Signore da chi andremo?
Gv.
6,60-69 Volete forse andarvene anche voi?
Abbiamo sentito nei brani precedenti come i Giudei si siano
opposti a Gesù mentre parlava loro del “Pane di vita”. Ma anche per i discepoli
di Gesù non è stato facile accettare tale discorso. Con la parola discepoli
intendiamo le persone che volutamente seguivano Gesù per ascoltarlo e che, in
qualche modo, simpatizzavano con lui: ebbene oggi è scritto che molti di loro
si allontanarono e smisero di seguirlo. Questa è la crisi attraverso cui deve
passare ogni discepolo quando è messo di fronte alla esigenza di prendere sul
serio la “Parola”. Non ci si può più limitare al lato affettivo, bisogna fare
delle scelte di vita, allora subentrano i dubbi e le paure.
Buona parte della crisi è dovuta al fatto che molti erano
venuti perché speravano che con Cristo avevano risolto i loro problemi
quotidiani. Lui poteva moltiplicare i beni necessari come il cibo, quindi non
c’era più bisogno di litigare con la pioggia o la siccità o i soldati. Ora Gesù
li sta deludendo dicendo loro che ricercano le cose sbagliate e lui non è
disposto ad esaudirli.
C’è un gruppo più vicino di discepoli: Pietro, 1 dodici
apostoli e pochi altri. Essi non hanno ricercato tanto il pane quanto piuttosto
la gloria, la fama.

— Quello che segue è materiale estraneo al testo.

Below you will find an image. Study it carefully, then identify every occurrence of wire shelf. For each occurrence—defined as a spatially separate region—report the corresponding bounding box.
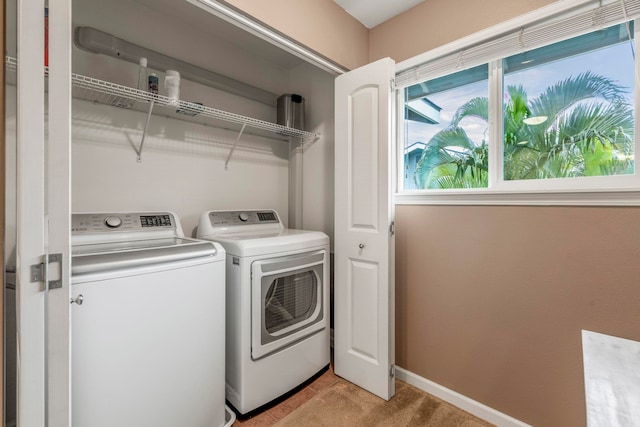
[5,56,320,153]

Anche loro sono rimasti delusi quando Gesù ha rifiutato di
essere fatto re e ancor più quando parla di servizio, di essere catturato e di dover
morire. Ecco perché Gesù si volge anche a loro chiedendo: “Volete forse
andarvene anche voi?”.
Tutti cercavano colui che fa i prodigi e Gesù mostra
chiaramente chi è che fa prodigi: il bambino che ha donato i suoi 5 pani e 2 pesci.

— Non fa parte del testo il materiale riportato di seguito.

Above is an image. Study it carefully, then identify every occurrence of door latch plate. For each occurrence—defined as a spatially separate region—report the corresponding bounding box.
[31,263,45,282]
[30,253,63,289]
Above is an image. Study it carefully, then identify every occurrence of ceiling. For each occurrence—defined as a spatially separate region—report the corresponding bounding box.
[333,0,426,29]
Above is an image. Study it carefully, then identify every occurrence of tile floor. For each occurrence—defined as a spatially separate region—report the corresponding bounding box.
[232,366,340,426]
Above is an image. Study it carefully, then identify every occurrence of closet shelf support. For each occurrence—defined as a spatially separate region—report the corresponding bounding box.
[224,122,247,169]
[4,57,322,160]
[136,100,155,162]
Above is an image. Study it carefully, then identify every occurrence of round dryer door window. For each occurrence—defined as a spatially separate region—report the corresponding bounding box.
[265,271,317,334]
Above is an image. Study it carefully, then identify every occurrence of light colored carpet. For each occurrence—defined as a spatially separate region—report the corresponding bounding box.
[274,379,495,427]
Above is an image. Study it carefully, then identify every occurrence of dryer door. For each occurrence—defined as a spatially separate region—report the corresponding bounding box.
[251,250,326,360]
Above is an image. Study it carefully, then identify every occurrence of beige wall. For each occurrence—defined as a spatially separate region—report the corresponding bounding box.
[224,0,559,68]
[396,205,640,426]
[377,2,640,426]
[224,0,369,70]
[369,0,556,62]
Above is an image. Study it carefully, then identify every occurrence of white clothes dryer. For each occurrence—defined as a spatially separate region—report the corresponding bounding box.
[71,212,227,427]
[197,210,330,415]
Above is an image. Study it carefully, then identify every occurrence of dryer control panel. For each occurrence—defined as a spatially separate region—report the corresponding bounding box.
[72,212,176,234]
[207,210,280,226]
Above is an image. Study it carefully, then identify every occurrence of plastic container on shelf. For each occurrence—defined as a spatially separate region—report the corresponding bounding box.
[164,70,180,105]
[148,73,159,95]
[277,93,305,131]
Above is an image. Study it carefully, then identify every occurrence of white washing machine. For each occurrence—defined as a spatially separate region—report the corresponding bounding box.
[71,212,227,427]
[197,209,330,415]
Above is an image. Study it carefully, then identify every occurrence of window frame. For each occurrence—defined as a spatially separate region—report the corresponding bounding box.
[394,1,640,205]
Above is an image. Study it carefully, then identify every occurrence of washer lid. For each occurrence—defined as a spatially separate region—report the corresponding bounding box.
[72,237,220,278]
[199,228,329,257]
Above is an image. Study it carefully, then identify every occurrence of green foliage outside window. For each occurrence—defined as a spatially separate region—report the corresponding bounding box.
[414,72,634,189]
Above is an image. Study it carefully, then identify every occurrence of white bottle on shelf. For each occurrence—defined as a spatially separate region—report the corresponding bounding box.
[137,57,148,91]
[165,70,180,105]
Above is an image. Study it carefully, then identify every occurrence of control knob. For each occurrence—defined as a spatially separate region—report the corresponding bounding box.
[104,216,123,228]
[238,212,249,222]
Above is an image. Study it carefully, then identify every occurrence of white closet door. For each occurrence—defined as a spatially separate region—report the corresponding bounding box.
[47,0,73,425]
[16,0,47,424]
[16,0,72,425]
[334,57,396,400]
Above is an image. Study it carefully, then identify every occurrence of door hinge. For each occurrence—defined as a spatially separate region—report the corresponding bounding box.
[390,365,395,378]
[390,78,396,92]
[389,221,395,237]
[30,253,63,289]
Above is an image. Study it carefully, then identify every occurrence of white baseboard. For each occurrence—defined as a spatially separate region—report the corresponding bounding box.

La generosità e la condivisione è il gesto che provoca prodigi. Cercano di
ricevere e Gesù invita loro a dare. Le parole di Cristo sono dure: l’essere
discepoli di Cristo non è questione di chiedere e ottenere ma di fidarsi o non
fidarsi della sua persona. Lui ci chiede un’intimità sponsale cioè la
condivisione di tutta la vita.
Se noi Cristiani riduciamo l’Eucarestia a qualche
genuflessione, a qualche preghiera fatta a messa o quando veniamo in chiesa,
allora la religione è facile, se poi aggiungiamo qualche preghiera per
presentargli i nostri problemi e implorare delle grazie, allora è anche una
religione comoda. Gesù vuole di più, vuole tutto. Lui ci chiede non di ricevere
ma di donare.
Così anche i discepoli, come avevano fatto i Giudei,
mormorano contro Gesù, cioè esprimono la loro difficoltà di accettare di essere
come Lui, la loro non voglia di donare, servire, morire.
“Vi scandalizza questa proposta?” Gesù non si stupisce di
questa fatica, lui sa bene che è difficile donare la vita, lo ha imparato sulla
sua pelle. La lettera agli Ebrei dirà: “Gesù imparò dalle cose che patì”.
Gesù insiste: “Colui che dà vita è lo Spirito, la carne non
serve a nulla”. L’uomo con tutte le sue capacità non arriva a comprendere la
proposta di Cristo. È la voce dello Spirito che te lo fa capire.
Da quel momento molti se ne vanno. La scelta deve essere
totalmente libera. Gesù è venuto a liberarci dalla schiavitù delle nostre
tendenze umane, non avrebbe senso che ora imponesse un altro tipo di schiavitù.
Quindi lascia partire quelli che non sanno vedere la bellezza dell’unione con
lui. Io credo che molti dei Cristiani che hanno lasciato la pratica religiosa
perché non vogliono un impegno o hanno paura a rinunciare alle loro cose, forse
ritornerebbero se vedessero noi prendere sul serio la parola di Gesù e contenti
di farlo. Un cristiano “bello”, “felice”, attira gli altri e li incoraggia a
fare il passo che in coscienza sanno che è giusto ma non hanno il coraggio di intraprendere.
Gesù non discute, non provoca, semplicemente dice: “volete
forse andarvene anche voi?” Pietro ha intuito che la proposta di Cristo è
quella che lo fa vivere realmente. Rimangono i dubbi, ci sono state le cadute e
altre ancora ci saranno, ma proprio nelle cadute e nel conseguente perdono ha
sperimentato il senso della vita e il senso dell’essere con Gesù. Ha capito per
Fede che il Messia non è quello che loro si aspettavano all’inizio e ora è
disposto a correre il rischio del “nuovo”, non perché lo ha compreso ma perché
ha fatto l’esperienza dell’”essere con Gesù”.